A high-end restaurant where a meal for two, with one glass of wine, ran to $360 presents a wine list that’s deep and well considered, as is their spirits offering. Their alcohol-free pitch is juice, soft drinks, coffee, one mass market non-alcoholic beer and some mocktails. Juice for me is a morning drink, coffee perhaps after but not during a meal. A mocktail, so often sugar laden for weight, may work as an aperitif but not as an accompaniment to a meal. “Do you have any wine adjacent non-alcoholic options?” A question that’s greeted with confusion. So, after my dining companion had worked his way through pages and pages of choice, asked questions, tasted and given the customary “lovely,” my answer is, “I’ll just stick with the water, sparkling. thanks” A disappointment for me and a missed opportunity for the restaurant to nudge that bill a little bit further upward.
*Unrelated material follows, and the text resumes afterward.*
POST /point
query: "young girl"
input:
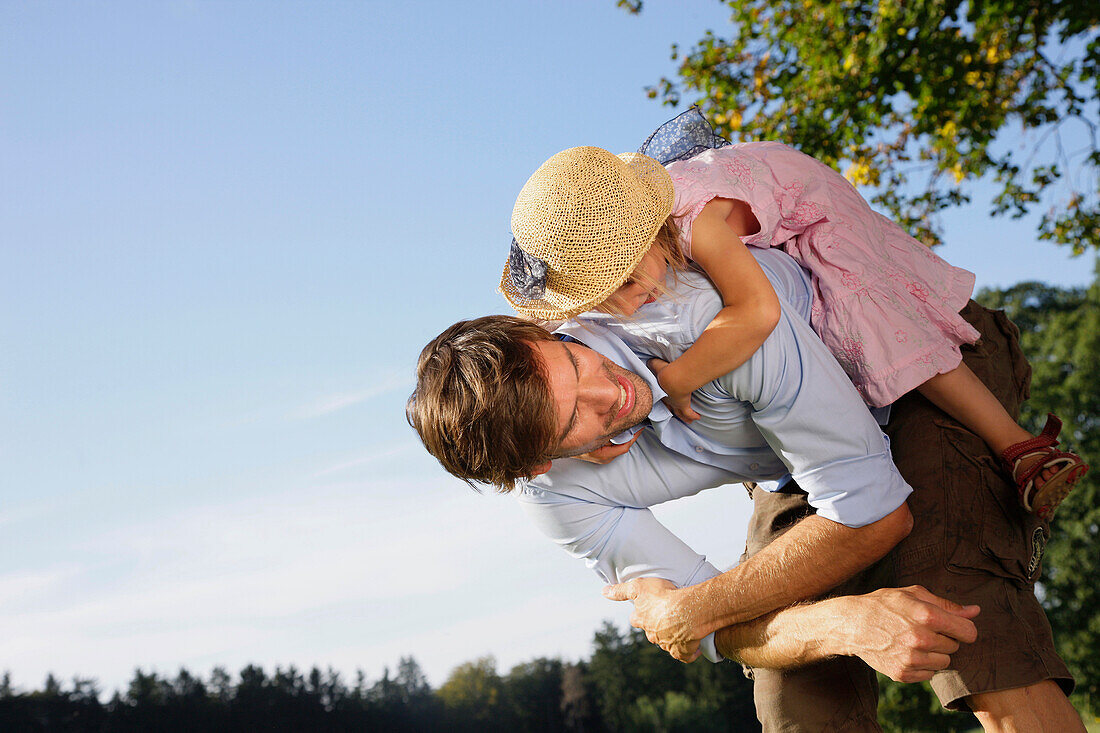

At a craft beer bar where there’s a sign declaring “non-alcoholic beers available” they have only the ubiquitous Heaps Normal, a beer that I’ll happily drink over many alcoholic beers but so often the only choice. Asking what else they can do for me – the sign reads beers - it’s soft drinks or a lemon, lime and bitters. It’s a pattern that’s repeated again and again. It’s great to see Australian owned, and often smaller businesses, like Heaps Normal and Lightening Minds, kicking goals but there’s so much choice in that non-alc beer space that’s not getting any airtime.
Over dinner a few weeks ago with Rachael Niall, a friend who opened Tomorrow on Tap, we discussed attitudes to non-alcoholic drinks and by association the drinkers of them. A wine and hospo professional, Rach took a punt on an alcohol-free retail venture that’s no longer open. My (perhaps unhelpful) thought or consolation to her was that it’s the risk takers and early adopters that give things momentum.
When asked, Rach’s view was that too many venues still see non-alcoholic drinks as a hindrance or a small box to tick, rather than looking at it as “an opportunity to serve and delight.” I’d say that perhaps some hospitality diehards put non-drinkers in the same basket as chefs put those with dietaries (or am I being unfair?).
There’s often in hospo circles, she feels, a (misguided) belief that the majority of people ordering non-alcoholic options are a) sober, b) don't like the taste of alcohol, c) won't spend much. I’m unsure what the figures are in Australia but in the US, research carried out by NielsenIQ reported that 82% of people who buy non-alcoholic drinks also buy drinks that contain alcohol. It kind of blows the A to C assumptions out of the (sparkling) water.
I went back to Rach this week and asked what advice she’d give to people in hospitality around non-alcoholic drinks. Her advice: “Treat your customer with respect. Give them a selection of interesting 'adult' drinks that you won't find in a supermarket and stop making mocktails the feature. Look at wine alternatives, bitters and interesting 0%abv offerings instead.”
I’d add to this in saying be both creative and curious, about what’s out there in the market, peoples motivations for not drinking alcohol, and what works for the palate of those lovers of alcohol-free drinks. Opportunity if not a revolution awaits.
Preach. I barely drink at all because my body just doesn't like it, and while I'm thrilled about the options available in market, I'm regularly disappointed by the options available in venues. I'm not a toddler, I also don't want juice or coke with my fine dining meal. I'll pay whatever has to be paid for them, I just want to be respected as a consumer.
I loved this article. I’ve written about this last week and in a banter with fellow writer Albert Molins Renters that responded today.
I’m adamant that these choices - especially in fine dining - should be better explored. Sadly there’s a huge slice of sommeliers that refuse to tune in with anything that’s not alcoholic.